IF 2.4 3区 医学 Q3 NEUROSCIENCES Pub Date : 2025-11-22 DOI: 10.1007/s12311-025-01936-6
Daiana Suelen Machado, Cynthia Silveira, Adriana Mendes Vinagre, Thiago J R Rezende, Danyella Dogini, Alberto R M Martinez, Marcondes Jr C França

Friedreich's Ataxia (FRDA) is a progressive condition leading to reduced life expectancy in European/North American cohorts, but little is known about Latin American cohorts. Herein, we assessed FRDA survival data from a large Brazilian reference center (UNICAMP). We conducted a retrospective study including patients with FRDA followed at UNICAMP between 1998 and 2025. For those patients who died, we recorded age at death. For those alive or lost to follow-up, we considered the age at last visit. Potential prognostic markers (sex, age at onset, presence of cardiomyopathy and diabetes) were explored. Statistics was carried out using Kaplan-Meier curves and log-rank tests. We gathered information on 151 patients, 24 of which died (15.9%), 125 were still alive (82.7%) and 2 were lost to follow-up (1.3%). For those who died, the mean age at death was 33 ± 10.7 years. The cause of death was known for 12 out of the 24 patients: cardiac in 7, pulmonary in 3, diabetic ketoacidosis in 1 and sepsis in 1. Shorter life expectancy was found: in men relative to women (Mean age: 54.0 yo vs. 56.8 yo, p = 0.03), in patients with classical relative to late-onset (Mean age: 52.2 yo vs. 71.0 yo, p < 0.01) and in patients with cardiomyopathy relative to those without it (Mean age: 50.8 yo vs. 65.0 yo, p < 0.01). FRDA impacts life expectancy and death is primarily from cardiac and pulmonary causes. Male sex, early onset and presence of cardiomyopathy are negative survival prognostic markers.

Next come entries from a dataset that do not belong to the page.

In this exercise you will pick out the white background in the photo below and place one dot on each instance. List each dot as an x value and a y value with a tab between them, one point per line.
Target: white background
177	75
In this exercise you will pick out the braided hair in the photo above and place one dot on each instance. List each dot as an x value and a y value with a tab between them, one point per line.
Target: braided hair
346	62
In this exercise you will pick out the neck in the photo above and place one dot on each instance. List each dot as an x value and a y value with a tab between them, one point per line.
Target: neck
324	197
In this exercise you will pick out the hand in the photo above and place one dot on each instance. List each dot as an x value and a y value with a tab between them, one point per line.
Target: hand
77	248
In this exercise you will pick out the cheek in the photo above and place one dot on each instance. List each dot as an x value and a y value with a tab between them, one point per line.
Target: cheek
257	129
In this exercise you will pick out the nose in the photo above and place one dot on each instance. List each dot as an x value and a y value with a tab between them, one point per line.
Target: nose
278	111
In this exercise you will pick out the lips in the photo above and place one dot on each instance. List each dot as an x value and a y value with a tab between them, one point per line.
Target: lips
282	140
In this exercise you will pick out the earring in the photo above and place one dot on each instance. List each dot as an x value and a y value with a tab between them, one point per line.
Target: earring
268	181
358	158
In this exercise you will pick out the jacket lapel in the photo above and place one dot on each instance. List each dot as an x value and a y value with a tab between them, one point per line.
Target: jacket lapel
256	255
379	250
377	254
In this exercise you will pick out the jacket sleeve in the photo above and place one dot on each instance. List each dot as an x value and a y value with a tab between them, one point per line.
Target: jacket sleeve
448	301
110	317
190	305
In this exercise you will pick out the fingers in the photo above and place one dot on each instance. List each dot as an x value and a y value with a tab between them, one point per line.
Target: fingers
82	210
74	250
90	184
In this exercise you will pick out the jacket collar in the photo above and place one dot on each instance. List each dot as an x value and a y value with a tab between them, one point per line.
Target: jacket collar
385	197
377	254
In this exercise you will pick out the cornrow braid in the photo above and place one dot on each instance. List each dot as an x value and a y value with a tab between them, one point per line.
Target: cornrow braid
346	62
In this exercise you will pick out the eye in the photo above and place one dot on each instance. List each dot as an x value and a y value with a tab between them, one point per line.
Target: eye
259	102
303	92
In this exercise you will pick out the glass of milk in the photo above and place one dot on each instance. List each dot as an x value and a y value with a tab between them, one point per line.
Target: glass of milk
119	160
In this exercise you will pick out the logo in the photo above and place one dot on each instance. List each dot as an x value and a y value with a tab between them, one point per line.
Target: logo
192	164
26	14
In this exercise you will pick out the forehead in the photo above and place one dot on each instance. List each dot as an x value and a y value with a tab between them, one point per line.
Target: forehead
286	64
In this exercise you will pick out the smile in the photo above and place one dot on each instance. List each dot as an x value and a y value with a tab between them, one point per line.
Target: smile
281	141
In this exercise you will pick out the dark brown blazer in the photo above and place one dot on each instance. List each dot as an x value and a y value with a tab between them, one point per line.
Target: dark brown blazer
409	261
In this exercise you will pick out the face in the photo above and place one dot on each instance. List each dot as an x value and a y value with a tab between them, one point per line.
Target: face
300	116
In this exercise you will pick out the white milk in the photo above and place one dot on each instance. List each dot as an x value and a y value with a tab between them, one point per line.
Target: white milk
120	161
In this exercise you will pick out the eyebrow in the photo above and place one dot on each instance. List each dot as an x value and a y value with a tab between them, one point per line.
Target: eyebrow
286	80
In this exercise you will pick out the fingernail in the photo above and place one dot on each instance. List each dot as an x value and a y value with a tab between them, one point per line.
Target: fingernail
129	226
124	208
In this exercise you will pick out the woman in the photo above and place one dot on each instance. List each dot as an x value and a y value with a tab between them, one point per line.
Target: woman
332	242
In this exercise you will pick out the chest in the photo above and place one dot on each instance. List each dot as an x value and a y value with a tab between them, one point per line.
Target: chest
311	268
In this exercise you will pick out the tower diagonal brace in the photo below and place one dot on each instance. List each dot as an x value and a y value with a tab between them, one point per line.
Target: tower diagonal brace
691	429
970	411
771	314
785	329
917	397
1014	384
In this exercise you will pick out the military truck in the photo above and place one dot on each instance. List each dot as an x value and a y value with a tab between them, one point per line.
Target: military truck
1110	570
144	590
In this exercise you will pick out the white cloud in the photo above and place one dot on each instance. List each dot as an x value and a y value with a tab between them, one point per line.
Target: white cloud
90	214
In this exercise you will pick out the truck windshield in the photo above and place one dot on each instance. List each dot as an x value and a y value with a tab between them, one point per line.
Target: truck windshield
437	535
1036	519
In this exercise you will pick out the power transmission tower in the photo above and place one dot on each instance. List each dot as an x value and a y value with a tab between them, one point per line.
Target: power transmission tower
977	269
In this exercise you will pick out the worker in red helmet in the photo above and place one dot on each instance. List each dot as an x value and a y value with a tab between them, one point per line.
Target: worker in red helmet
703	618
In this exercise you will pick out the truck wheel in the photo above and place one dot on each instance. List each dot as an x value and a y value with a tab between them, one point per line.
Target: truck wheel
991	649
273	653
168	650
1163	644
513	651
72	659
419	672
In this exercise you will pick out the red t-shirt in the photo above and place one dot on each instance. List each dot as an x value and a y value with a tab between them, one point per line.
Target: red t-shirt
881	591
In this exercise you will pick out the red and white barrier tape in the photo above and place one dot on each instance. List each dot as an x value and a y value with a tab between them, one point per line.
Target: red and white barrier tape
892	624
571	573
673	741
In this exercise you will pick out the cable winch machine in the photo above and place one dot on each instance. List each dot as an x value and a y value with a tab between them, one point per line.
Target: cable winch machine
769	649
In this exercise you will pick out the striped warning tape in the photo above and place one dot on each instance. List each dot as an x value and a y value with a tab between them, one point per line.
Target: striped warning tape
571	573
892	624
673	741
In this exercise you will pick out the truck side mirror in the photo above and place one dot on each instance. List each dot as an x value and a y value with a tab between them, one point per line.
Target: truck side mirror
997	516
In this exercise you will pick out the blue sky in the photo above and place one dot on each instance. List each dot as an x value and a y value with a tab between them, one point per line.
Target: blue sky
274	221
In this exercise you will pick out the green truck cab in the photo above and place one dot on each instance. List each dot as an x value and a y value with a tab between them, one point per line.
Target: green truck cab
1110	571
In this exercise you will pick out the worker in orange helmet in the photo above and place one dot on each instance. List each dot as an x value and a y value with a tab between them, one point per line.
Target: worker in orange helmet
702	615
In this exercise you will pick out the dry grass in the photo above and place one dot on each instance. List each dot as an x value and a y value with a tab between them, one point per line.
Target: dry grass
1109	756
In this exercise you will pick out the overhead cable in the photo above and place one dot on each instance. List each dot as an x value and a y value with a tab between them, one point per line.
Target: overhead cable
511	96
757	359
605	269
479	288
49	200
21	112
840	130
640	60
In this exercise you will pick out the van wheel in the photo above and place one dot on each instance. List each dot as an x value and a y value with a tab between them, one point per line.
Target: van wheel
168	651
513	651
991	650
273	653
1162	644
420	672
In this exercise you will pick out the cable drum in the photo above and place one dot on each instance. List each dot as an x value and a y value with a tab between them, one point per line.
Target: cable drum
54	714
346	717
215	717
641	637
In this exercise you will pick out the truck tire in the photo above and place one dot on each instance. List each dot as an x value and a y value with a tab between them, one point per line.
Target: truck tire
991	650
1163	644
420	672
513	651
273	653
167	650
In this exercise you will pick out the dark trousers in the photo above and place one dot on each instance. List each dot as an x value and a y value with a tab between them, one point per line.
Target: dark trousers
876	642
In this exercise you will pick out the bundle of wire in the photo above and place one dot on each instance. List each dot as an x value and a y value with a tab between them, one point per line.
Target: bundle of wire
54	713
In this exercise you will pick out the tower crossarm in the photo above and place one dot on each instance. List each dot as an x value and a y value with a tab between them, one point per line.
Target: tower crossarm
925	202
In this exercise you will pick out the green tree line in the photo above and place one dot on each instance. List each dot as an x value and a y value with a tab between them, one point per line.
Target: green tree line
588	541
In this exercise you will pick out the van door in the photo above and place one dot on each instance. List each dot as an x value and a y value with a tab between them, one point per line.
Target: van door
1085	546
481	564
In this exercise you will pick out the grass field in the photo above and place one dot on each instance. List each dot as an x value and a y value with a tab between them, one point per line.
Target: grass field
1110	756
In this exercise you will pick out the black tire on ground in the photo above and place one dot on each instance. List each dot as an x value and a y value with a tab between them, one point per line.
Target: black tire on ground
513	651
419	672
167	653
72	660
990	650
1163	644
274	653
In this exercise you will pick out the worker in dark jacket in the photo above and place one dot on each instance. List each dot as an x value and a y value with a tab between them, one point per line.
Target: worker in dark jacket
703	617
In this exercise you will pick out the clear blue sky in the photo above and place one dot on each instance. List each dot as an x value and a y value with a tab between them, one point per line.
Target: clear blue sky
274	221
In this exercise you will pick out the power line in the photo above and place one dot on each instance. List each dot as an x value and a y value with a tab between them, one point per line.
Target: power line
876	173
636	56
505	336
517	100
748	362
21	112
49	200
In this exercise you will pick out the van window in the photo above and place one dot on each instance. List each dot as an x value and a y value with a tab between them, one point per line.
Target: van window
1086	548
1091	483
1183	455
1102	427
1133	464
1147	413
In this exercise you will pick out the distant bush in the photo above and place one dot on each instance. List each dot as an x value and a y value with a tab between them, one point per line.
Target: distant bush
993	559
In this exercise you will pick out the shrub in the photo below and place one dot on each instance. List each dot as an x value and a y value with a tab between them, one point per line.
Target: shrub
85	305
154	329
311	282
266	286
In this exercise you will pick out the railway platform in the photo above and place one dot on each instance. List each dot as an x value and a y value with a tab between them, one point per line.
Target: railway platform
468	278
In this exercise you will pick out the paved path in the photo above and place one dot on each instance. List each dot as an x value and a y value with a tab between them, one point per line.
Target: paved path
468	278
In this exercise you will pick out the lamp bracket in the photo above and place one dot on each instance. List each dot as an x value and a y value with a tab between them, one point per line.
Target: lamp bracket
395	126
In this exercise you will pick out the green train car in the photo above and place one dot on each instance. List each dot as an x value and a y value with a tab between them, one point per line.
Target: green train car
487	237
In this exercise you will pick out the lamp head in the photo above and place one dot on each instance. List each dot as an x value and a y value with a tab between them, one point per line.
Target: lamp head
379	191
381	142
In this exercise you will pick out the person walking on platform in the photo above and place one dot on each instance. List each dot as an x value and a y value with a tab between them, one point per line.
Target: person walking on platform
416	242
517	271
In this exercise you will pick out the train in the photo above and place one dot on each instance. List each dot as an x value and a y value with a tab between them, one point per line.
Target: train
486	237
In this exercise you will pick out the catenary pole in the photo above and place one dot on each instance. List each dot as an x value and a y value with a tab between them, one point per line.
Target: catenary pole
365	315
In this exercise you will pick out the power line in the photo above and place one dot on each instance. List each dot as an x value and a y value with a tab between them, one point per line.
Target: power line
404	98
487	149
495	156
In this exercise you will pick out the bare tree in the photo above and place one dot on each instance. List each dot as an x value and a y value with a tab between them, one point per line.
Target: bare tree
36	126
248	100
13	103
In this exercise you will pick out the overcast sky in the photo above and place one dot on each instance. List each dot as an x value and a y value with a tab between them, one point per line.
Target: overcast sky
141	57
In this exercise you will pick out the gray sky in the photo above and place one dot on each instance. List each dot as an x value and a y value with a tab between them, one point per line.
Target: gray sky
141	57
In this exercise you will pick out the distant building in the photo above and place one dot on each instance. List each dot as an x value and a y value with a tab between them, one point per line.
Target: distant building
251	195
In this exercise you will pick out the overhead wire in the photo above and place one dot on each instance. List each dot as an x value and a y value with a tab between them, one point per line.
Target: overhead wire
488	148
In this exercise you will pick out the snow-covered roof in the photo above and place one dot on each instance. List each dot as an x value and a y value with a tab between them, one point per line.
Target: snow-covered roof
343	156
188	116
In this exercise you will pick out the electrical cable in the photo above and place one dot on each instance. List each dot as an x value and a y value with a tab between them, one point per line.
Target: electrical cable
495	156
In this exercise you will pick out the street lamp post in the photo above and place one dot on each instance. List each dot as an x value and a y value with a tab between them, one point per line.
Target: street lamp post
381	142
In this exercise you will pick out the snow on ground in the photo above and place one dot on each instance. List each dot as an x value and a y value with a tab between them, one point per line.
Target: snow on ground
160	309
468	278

friedrich 's Ataxia (FRDA)是一种进行性疾病,在欧洲/北美人群中导致预期寿命降低,但对拉丁美洲人群知之甚少。在此,我们评估了来自巴西大型参考中心(UNICAMP)的FRDA生存数据。我们进行了一项回顾性研究,包括1998年至2025年间在UNICAMP随访的FRDA患者。对于那些死亡的病人,我们记录了他们的死亡年龄。对于那些活着或失去随访的人,我们考虑了最后一次就诊的年龄。探讨了潜在的预后指标(性别、发病年龄、是否存在心肌病和糖尿病)。统计学采用Kaplan-Meier曲线和log-rank检验。我们收集了151例患者的信息,其中24例死亡(15.9%),125例存活(82.7%),2例失访(1.3%)。死亡的平均年龄为33±10.7岁。24例患者中有12例已知死亡原因:心脏7例,肺3例,糖尿病酮症酸中毒1例,败血症1例。男性相对于女性的预期寿命更短(平均年龄:54.0岁对56.8岁,p = 0.03),经典患者相对于晚发患者的预期寿命更短(平均年龄:52.2岁对71.0岁,p = 0.03)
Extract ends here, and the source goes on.